While the faces of those involved in cyberattacks are rarely revealed, high-tech criminals are highlighting the growing importance of food industry cybersecurity. Earlier this week, Iowa-based farm services firm NEW Cooperative Inc. experienced a cybersecurity incident that forced its systems offline before the US farm belt harvest. Luckily, the threat was contained, but the outcome could have been detrimental to agriculture.
Unfortunately, this was not an isolated incident. And in many cases, the outcome is much worse. Take meat giant JBS, for example, which experienced a ransomware attack in the spring that cost the company $11 million in ransom. So, why do cyberattacks often target the food industry and how can organizations take a holistic approach to cybersecurity?
Why Do Hackers Target the Food Industry?
What does it benefit hackers to break into a food manufacturer’s system that controls food packaging or distribution? While there isn’t much to gain from an information perspective, there stands a great deal to gain financially, especially with the rise of cryptocurrency.
When engaging in cybersecurity or ransomware attacks, hackers intend to cause chaos and financial loss for America’s food system. The risk has only heightened as the food industry becomes increasingly interconnected through blockchain, artificial intelligence (AI) and other digital networks. And while attackers tend to go after large multinational corporations like Amazon or banking institutions, they are gradually targeting industries that are more prone to caving under attack, like the food sector.
Food industry cybersecurity isn’t as simple as installing new software and calling it a day. Hackers are high-tech criminals who are constantly searching for new tools for their trade. And as these cyberattacks occur more frequently, it is crucial to have the right systems in place to help prevent, mitigate and recover when a breach occurs.
Food Industry Cybersecurity Approaches
Today, for many food industry players with robust digital networks, cyberattacks have become more of a “when” than a “what if” scenario. According to the Federals Bureau of Investigation’s (FBI) 2020 Internet Crime Report, 791,790 cybercrime complaints were received in 2020, resulting in losses of more than $4.1 billion. Notably, that figure represents a 69 percent increase from the prior year.

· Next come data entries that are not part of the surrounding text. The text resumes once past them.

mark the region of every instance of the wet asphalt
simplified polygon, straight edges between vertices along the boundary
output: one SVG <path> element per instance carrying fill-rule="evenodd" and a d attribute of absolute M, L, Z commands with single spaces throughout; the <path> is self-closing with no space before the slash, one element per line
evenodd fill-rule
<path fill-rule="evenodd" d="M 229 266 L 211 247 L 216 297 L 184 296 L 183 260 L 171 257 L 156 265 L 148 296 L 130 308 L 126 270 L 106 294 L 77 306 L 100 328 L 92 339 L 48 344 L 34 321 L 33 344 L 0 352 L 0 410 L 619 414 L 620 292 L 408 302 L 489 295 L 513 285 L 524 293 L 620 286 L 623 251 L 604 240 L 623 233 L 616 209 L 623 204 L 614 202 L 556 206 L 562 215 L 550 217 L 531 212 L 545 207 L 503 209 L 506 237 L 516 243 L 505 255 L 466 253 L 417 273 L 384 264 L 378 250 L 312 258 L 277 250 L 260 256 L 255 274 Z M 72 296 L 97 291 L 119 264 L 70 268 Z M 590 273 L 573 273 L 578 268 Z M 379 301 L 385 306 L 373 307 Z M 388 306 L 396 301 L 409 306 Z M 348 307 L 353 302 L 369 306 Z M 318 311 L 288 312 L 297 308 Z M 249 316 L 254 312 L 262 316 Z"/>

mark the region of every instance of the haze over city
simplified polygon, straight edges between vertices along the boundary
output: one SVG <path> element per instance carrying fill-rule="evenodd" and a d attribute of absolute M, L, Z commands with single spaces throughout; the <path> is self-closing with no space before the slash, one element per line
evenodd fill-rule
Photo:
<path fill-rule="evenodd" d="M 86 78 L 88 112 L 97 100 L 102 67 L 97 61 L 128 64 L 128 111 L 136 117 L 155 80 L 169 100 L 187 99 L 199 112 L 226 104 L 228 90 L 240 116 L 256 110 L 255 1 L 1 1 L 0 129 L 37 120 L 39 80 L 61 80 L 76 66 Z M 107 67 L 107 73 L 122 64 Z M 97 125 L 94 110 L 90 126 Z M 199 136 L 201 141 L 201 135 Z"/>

With that in mind, food industry cybersecurity can be broken down into three levels: before, during and after a breach. Before an attack, it is critical to build an inventory of both information technology (IT) and operational technology (OT) assets to more readily characterize security risk within a specific environment. With proper inventory, lifecycle risk can be minimized and critical assets can be maintained.
Until recently, the ability to detect when a cyberattack was occurring was nearly impossible. However, new security technologies can provide continuous monitoring and detection for normal day-to-day operations. Any incident that deviates, such as an incorrect maintenance task, would signal an alert. That way, a manufacturer would know when to shut down in its system, as was the case for NEW Cooperative Inc.
After an event, organizations should become more firm about response methods. Proper response and recovery programs, such as backup and disaster recovery procedures for applications, can help ensure a speedy return to normal operations.
Despite the high cost of implementing a robust cybersecurity system, food industry players could save more time and money long-term. It may be worth the investment for peace of mind alone. No matter the reason, food industry cybersecurity does not only benefit manufacturers, but the entire food system, including retailers and consumers.